Pay your employees well. If you pay your employees more than they could earn at other distributors, and pay them based on how well they perform, you’ll probably be able to get the best people available in the workforce. When employees can see a direct correlation between performance and their compensation, they usually tend to work hard. And, if an employee doesn’t meet your expectations, there are probably many people (often trained by your competitors) waiting to take their place.
We’ve seen great results when the accuracy of on-hand quantities affects the compensation of all employees that have access to warehouse inventory. These employees are motivated to treat your inventory as if it was their own. It’s like having management constantly watching over your warehouse operations.
On the other hand, low-paid employees usually aren’t motivated. They can’t see a correlation between their performance and the compensation they receive. So why bother to put forth the extra effort necessary to do a good job? While at work, they tend to concentrate on what they must do “to get by” – that is, what they can get away with (possibly including theft) and avoid getting fired. Their lack of motivation is contagious and can easily become part of your corporate culture. And, in any case, they’ll be gone as soon as a better opportunity appears.
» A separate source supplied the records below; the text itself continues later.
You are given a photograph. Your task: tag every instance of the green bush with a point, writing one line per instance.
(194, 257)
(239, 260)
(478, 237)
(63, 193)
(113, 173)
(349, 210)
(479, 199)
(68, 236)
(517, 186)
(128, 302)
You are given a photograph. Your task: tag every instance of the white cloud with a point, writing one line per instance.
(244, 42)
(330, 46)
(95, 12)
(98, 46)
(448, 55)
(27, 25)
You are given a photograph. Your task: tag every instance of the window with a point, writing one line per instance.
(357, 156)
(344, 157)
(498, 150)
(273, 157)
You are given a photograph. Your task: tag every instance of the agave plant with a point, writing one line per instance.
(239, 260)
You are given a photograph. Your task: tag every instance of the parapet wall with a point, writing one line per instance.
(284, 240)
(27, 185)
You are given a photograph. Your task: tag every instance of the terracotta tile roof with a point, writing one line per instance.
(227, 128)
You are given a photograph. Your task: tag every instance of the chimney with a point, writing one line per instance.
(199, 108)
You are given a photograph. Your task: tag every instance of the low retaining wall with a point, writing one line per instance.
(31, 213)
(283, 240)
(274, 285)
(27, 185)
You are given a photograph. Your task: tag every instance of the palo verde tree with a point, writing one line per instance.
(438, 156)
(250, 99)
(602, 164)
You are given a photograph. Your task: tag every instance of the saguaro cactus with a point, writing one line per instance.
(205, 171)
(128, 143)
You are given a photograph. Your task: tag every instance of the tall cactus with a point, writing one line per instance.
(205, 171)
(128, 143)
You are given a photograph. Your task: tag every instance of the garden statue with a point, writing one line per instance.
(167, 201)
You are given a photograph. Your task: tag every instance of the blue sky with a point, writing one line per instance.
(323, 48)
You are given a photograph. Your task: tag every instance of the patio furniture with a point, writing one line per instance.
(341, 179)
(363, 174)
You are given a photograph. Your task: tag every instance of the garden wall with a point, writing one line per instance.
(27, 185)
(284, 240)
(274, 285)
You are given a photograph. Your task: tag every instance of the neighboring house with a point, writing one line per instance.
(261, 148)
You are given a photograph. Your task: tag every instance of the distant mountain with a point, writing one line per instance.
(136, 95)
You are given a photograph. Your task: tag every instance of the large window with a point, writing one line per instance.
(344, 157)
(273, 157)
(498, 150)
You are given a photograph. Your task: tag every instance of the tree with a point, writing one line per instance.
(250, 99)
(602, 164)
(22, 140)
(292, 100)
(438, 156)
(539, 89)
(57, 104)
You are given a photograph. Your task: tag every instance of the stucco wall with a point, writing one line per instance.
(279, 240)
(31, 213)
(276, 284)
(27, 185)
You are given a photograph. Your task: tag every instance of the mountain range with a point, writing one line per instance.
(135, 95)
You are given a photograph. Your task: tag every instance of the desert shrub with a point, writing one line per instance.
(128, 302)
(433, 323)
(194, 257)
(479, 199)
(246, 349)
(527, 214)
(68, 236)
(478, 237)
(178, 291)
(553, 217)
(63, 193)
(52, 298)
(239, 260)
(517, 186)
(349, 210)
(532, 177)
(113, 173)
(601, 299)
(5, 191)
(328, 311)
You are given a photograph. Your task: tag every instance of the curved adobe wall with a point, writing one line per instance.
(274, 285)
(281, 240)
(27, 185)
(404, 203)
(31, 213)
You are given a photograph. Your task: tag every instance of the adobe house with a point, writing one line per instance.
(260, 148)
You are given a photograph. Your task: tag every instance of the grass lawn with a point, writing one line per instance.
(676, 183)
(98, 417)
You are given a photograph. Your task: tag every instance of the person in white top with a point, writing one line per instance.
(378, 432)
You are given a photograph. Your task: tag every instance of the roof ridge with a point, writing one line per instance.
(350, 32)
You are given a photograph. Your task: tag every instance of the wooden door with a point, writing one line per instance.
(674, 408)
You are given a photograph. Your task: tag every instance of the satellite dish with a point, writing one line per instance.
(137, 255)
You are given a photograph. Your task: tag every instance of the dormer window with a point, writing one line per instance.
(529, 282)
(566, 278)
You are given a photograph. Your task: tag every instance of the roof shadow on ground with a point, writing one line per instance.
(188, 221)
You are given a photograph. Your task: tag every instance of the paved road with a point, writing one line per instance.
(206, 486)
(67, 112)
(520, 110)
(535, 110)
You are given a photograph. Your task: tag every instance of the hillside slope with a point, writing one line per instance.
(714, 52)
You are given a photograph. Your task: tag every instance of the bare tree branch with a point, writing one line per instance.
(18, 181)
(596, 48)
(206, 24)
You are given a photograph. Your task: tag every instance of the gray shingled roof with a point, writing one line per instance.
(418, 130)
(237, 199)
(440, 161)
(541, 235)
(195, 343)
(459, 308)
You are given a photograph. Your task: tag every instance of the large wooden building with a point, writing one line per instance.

If someone is caught stealing, get rid of him. While most people don’t like big brother watching over their shoulder, they also don’t like people getting away with criminal acts. If someone steals, they are stealing from everyone who works for your company. After all, the money used to buy replacement merchandise is money that could have been used to pay higher wages or provide additional benefits. If you overlook certain indiscretions or continually give people a “second chance,” you are condoning behavior that is detrimental to the well-being of your company and your employees.
Inventory accuracy is a necessary element in any effective replenishment system. If your buyers don’t know how much of a product is in your warehouse and available for sale, there is no way they can accurately determine when to replenish stock and how much to order. You’ll end up with a “lose-lose” inventory: shortages of products your customers expect you to have in stock, and excess quantities of slow-moving items.